I suppose that's better than not having a dad at all. At least he wasn't some alcoholic jerk. I'm very grateful for that.

Thursday, June 07, 2007

TB patient insists--yeah, right.

TB patient insists he was never banned from travel - CNN.com

This story is beginning to irk me. Mr. Speaker traveled anyway, even though he thought he had regular old HIGHLY contagious TB, not the drug-resistant, HIGHLY contagious TB that he does have.

I don't get it.

When prosecutors are idiots.

Sometimes, prosecuting attorneys are so fired up they refuse to see the facts of a case and send an innocent person to jail. Thank god this story finally has a happy ending:

Teacher’s porn conviction overturned - Security - MSNBC.com

Two things that really got me angry:

Superior Court Judge Hillary Strackbein granted Amero’s motion for a retrial Wednesday after determining that a Norwich police detective who was called as an expert prosecution witness had given “erroneous” testimony about the computer.

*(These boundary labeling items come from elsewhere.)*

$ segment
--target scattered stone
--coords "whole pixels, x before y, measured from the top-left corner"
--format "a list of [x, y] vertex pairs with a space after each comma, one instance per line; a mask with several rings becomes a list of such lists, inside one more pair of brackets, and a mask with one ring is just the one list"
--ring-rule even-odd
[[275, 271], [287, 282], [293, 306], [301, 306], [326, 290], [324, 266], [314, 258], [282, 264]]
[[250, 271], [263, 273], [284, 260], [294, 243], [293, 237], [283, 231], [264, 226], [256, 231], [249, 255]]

A date for her new trial has not been set, but prosecutors did not oppose the ruling, meaning Amero is unlikely to face any further prosecution, NBC affiliate WVIT-TV of Hartford reported.

Assistant State’s Attorney David Smith acknowledged Wednesday that erroneous information about the computer was presented during trial. He said the errors came to light when prosecutors sent the computer to a state laboratory for examination after the trial.


Since when is a police detective a "spyware/adware expert?" And since WHEN does the prosecution send evidence to be examined AFTER the trial? I hope this lady counter-sues the state and the Norwich police for mental anguish and suffering. Seriously.